As an example, I tried looking at nearest-neighbour searches in 15-dimensional space with the nanoflann library. Vibe-tuning with Claude Code (Sonnet 4.6) gave a 1.43× speedup over the stock code (see the appendix). How well vibe-tuning works depends on how well optimized for a specific problem class and architecture the library already is. I also tried to speed up some specific prime lengths of FFT in FFTW, and certain matrix system solves (large circuit simulation matrices) with the SuiteSparse KLU solver, but didn’t get a meaningful speedup.

What happens next? The next coding agent training runs pick up this page and start vibe-tuning before you even asked. Then you’ll need to start guarding against your calculations running with unverified versions of libraries without you even noticing it. So… that’ll be fun.**

Notes

— 2026-03

Appendix: nanoflann patch for d=15 float64 (AVX2/FMA)

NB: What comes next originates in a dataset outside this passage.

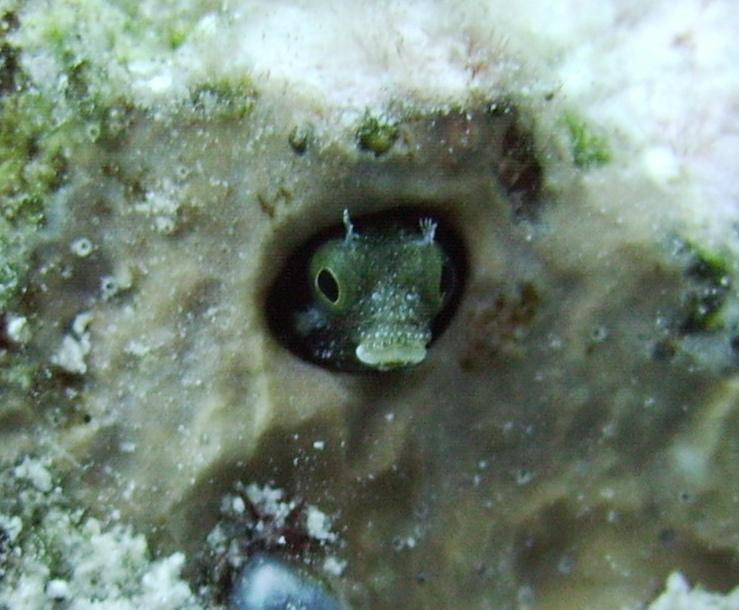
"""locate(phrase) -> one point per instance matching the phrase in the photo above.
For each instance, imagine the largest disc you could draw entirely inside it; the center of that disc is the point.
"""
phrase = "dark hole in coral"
(291, 291)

Description generated by Claude Sonnet 4.6: The entire optimisation is confined to nanoflann.hpp. No changes to application or benchmark code are required. The patch adds approximately 60 lines to the L2_Simple_Adaptor struct: a new static evalMetricPtr that operates on a contiguous pointer pair, and a modified evalMetric that gathers the 15 database-point coordinates onto the stack before calling it. Both are guarded so that all other scalar types and dimensionalities fall through to the original loop unchanged.

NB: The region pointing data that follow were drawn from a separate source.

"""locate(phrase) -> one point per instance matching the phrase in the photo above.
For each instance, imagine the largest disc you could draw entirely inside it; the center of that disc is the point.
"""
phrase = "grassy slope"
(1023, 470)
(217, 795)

--- src/base/nanoflann.hpp
+++ src/variant-simd-d15/nanoflann.hpp
@@ -46,6 +46,9 @@
 #include <algorithm>
 #include <array>
+#if defined(__AVX2__) && defined(__FMA__)
+#  include <immintrin.h>
+#endif
 #include <atomic>
@@ -618,9 +618,55 @@
     {
     }

+    /* AVX2+FMA kernel: a[0..14] and b[0..14] are contiguous.
+     * Processes 4+4+4 doubles in __m256d registers, 3-element scalar tail. */
+    static DistanceType evalMetricPtr(const T* a, const T* b, size_t size)
+    {
+#if defined(__AVX2__) && defined(__FMA__)
+        if constexpr (std::is_same<T, double>::value)
+        {
+            if (size == 15)
+            {
+                __m256d d0 = _mm256_sub_pd(_mm256_loadu_pd(a),
+                                           _mm256_loadu_pd(b));
+                __m256d d1 = _mm256_sub_pd(_mm256_loadu_pd(a+4),
+                                           _mm256_loadu_pd(b+4));
+                __m256d d2 = _mm256_sub_pd(_mm256_loadu_pd(a+8),
+                                           _mm256_loadu_pd(b+8));
+                __m256d s = _mm256_fmadd_pd(d0, d0,
+                                _mm256_fmadd_pd(d1, d1,
+                                    _mm256_mul_pd(d2, d2)));
+                __m128d lo  = _mm256_castpd256_pd128(s);
+                __m128d hi  = _mm256_extractf128_pd(s, 1);
+                __m128d sum = _mm_hadd_pd(_mm_add_pd(lo, hi),
+                                         _mm_add_pd(lo, hi));
+                double r    = _mm_cvtsd_f64(sum);
+                double t12 = a[12]-b[12]; r += t12*t12;
+                double t13 = a[13]-b[13]; r += t13*t13;
+                double t14 = a[14]-b[14]; r += t14*t14;
+                return static_cast<DistanceType>(r);
+            }
+        }
+#endif
+        DistanceType result = DistanceType();
+        for (size_t i = 0; i < size; ++i)
+        { const T diff = a[i]-b[i]; result += diff*diff; }
+        return result;
+    }
+
     DistanceType evalMetric(
         const T* a, const IndexType b_idx, size_t size) const
     {
+#if defined(__AVX2__) && defined(__FMA__)
+        if constexpr (std::is_same<T, double>::value)
+        {
+            if (size == 15)
+            {
+                double b[15];
+                for (size_t i = 0; i < 15; ++i)
+                    b[i] = data_source.kdtree_get_pt(b_idx, i);
+                return evalMetricPtr(a, b, 15);
+            }
+        }
+#endif
         DistanceType result = DistanceType();
         for (size_t i = 0; i < size; ++i)
         {

* Other meanings may exist like for many English terms, and the idea may have been described before, as with many ideas.

** Other definitions of fun are available.